The G5kidMurph story begins in Atlanta, where the future producer became intrigued by music at a young age. “I was listening to music before I could talk,” he says. “I always wanted to do music. One day I was in the car going for a ride to the 7-11 with my mom and my grandma and a Lil Wayne song came on the radio – after that all I wanted to do was music.”
To the detriment of all else, he adds. “All through school – second grade, third grade, on up – and even at military school – where they sent me but it didn’t take – I was always working on my music. My mom was always like, ‘Do your homework!’ but I was busy coming up with rhymes and beats.”

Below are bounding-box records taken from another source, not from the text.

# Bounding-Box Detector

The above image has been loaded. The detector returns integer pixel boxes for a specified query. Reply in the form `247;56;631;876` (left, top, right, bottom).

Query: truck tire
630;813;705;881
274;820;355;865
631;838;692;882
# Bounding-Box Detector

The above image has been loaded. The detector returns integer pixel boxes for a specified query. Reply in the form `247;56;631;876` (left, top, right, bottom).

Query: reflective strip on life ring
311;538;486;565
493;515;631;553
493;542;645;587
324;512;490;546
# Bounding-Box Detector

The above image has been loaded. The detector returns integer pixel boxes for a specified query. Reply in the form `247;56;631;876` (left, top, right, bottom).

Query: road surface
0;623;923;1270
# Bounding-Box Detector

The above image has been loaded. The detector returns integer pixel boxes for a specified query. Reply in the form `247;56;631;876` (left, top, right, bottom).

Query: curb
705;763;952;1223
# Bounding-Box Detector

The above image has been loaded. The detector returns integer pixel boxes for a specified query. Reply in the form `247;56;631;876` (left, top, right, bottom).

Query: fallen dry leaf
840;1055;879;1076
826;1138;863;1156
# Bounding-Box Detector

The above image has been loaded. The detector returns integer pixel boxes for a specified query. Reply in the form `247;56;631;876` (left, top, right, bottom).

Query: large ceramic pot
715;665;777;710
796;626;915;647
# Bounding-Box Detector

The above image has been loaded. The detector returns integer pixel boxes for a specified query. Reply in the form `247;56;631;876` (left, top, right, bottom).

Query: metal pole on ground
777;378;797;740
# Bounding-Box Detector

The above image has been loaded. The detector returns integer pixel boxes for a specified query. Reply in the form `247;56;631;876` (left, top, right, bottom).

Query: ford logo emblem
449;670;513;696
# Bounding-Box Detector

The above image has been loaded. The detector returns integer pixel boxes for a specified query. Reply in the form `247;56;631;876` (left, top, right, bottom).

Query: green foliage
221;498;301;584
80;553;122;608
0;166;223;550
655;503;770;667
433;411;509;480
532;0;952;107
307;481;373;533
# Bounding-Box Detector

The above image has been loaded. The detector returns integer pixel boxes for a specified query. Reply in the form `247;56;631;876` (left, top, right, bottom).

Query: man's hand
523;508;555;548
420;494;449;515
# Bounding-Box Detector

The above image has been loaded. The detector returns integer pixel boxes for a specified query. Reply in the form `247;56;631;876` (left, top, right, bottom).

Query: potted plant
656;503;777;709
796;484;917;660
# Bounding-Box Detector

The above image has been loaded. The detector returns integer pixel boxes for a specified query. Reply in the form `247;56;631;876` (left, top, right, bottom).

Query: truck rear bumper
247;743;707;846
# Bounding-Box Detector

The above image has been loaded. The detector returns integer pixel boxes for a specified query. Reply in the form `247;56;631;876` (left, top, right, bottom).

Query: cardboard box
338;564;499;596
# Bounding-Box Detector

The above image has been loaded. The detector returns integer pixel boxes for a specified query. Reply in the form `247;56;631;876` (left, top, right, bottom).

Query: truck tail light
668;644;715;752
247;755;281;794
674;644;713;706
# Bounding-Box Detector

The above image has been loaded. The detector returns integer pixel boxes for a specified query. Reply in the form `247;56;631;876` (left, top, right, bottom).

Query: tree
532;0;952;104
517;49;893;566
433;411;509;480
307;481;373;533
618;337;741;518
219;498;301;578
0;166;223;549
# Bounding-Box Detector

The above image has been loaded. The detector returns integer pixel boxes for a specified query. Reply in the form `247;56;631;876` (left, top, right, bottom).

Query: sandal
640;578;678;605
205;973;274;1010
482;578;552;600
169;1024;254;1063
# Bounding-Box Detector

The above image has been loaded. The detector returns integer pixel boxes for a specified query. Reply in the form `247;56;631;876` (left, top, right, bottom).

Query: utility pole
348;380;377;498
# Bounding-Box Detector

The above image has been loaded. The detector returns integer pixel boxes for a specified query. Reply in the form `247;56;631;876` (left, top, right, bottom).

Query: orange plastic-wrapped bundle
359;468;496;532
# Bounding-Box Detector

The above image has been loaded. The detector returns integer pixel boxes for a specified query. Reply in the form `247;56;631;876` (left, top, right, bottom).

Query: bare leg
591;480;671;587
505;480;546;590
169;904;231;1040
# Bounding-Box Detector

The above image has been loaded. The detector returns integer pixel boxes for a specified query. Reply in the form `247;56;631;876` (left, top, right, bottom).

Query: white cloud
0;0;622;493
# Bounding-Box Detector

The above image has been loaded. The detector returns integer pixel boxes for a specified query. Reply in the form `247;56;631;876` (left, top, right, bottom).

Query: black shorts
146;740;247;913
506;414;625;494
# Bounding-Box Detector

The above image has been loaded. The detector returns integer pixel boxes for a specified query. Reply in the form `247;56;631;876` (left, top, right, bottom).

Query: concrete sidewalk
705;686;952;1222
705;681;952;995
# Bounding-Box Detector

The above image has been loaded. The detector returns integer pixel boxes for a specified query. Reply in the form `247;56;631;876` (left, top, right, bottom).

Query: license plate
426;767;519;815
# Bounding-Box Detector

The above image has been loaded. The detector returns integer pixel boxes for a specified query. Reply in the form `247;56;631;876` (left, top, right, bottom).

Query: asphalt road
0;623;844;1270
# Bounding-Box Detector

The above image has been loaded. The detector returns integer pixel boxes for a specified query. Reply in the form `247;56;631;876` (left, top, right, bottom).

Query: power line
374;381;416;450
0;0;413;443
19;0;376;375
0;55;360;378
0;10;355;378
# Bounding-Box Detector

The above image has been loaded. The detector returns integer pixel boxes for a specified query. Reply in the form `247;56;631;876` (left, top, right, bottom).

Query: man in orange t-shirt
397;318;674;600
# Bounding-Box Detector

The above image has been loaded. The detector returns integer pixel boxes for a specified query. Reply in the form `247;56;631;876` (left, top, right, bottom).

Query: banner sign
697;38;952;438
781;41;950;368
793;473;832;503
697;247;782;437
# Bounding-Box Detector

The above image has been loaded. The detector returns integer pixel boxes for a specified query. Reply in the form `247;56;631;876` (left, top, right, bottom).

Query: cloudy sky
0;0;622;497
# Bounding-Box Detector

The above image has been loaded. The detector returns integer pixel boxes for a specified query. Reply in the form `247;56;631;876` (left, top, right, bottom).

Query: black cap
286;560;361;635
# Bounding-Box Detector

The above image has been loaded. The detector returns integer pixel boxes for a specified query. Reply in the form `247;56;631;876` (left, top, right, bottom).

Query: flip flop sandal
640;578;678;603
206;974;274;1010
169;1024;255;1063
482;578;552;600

As he taught himself his craft, Murph says he started “taking stuff from all kinds of different stuff,” mashing different influences together in a never-ending quest for a unique sound. “One day I came up with a beat, stopped it, shuffled it around, and finished it. Then I sent it off to Soulja, and that pretty much started everything.”
Indeed, “Pretty Boy Swag” has taken on a life of its own, via a cover version by Ciara, an official remix with her and Gucci Mane, and a mashup featuring Soulja’s vocals, a verse from Fabolous and the beat to “I’m Single” – the last by none other than Lil Wayne.
With a strong team led by jmanagement in place, Murph is making quick work of his dreams. Now back in Atlanta after attending the BMI Urban Awards and VMAs in Los Angeles, he is in the studio working on a variety of beats “from hyper to r&b-style,” with an eye towards an eventual album. “It takes me anywhere from 45 minutes to a couple of hours now to come up with a good beat,” Murph says. “I like to be in the studio by myself, and just work off of whatever mood I’m in.”